President Lindgren and Board of Trustee member
Robin Anne Floyd congratulate Dr. Gibbons
Randolph-Macon College’s Society of Alumni celebrated the work of Dr. John H. Gibbons
’49 by awarding him the Distinguished Alumnus Award during a reception at the Congressional
Country Club in Bethesda, Maryland on Tuesday, February 5, 2008. The award was presented
by Board of Trustee member Robin Anne Floyd ’85 and President Robert Lindgren. Frank
Murphy, chair of the R-MC Parents Association, served as emcee for the evening.

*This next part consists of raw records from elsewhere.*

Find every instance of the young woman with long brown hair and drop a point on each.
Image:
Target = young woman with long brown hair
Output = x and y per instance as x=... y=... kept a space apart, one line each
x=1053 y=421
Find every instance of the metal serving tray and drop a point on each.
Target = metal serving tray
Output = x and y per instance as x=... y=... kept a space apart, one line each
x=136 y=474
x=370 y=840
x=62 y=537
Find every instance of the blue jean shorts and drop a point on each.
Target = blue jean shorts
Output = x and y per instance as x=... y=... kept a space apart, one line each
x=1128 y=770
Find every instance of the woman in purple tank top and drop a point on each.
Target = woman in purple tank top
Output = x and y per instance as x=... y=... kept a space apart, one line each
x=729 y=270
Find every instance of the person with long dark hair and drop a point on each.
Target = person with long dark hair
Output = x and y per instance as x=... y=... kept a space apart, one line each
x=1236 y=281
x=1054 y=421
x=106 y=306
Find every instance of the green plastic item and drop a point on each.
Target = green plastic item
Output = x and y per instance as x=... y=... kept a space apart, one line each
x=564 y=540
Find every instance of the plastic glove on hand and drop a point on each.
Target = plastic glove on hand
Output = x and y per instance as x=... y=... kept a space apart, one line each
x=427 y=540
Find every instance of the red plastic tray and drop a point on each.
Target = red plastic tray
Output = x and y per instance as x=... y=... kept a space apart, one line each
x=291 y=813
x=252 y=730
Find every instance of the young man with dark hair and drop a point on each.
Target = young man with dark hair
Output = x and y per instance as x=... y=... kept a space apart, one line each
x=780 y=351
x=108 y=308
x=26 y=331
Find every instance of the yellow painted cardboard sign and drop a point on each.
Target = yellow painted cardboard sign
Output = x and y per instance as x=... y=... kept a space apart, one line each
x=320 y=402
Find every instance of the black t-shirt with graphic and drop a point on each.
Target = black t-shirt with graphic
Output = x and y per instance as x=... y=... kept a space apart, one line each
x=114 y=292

Dr. Gibbons is internationally respected for his contributions to physics, energy,
the environment, technology and public policy. He served as the chief advisor to
the President of the United States on matters of science and technology from 1993-1998.
As senior advisor to the U.S. Department of State, he assisted the Secretary of
State in revitalizing science and technology capabilities. He also served as head
of the U.S. congressional office of technology assessment, advising congressional
committees on issues involving science and technology on society. In December 2007
he was appointed by Virginia Governor Tim Kaine to the newly created Commission
on Climate Change, whose main goal is to significantly reduce emissions in Virginia
Gibbons’ professional career began at Oak Ridge National Laboratory in Tennessee,
where he spent 20 years leading research in nuclear geophysics and astrophysics;
he also directed its environmental program. In 1973, during the nation’s energy
crisis, he was appointed as the first director of the Federal Office of Energy Conservation;
there he initiated work on energy efficiency and directed public awareness programs
about the need for energy conservation. From 1974-1979, Gibbons joined the faculty
at the University of Tennessee where he taught physics and directed the university’s
energy, environment and resources center. In 1998 he taught at the Massachusetts
Institute of Technology (MIT).
In recognition of his contributions in science, technology and public service, Gibbons
has received six honorary doctorates and many distinguished awards from within the
United States and from the governments of France and Germany.
Gibbons is a 1949 graduate of Randolph-Macon College with a bachelor’s degree in
chemistry. He earned his Ph.D. in physics from Duke University in 1954.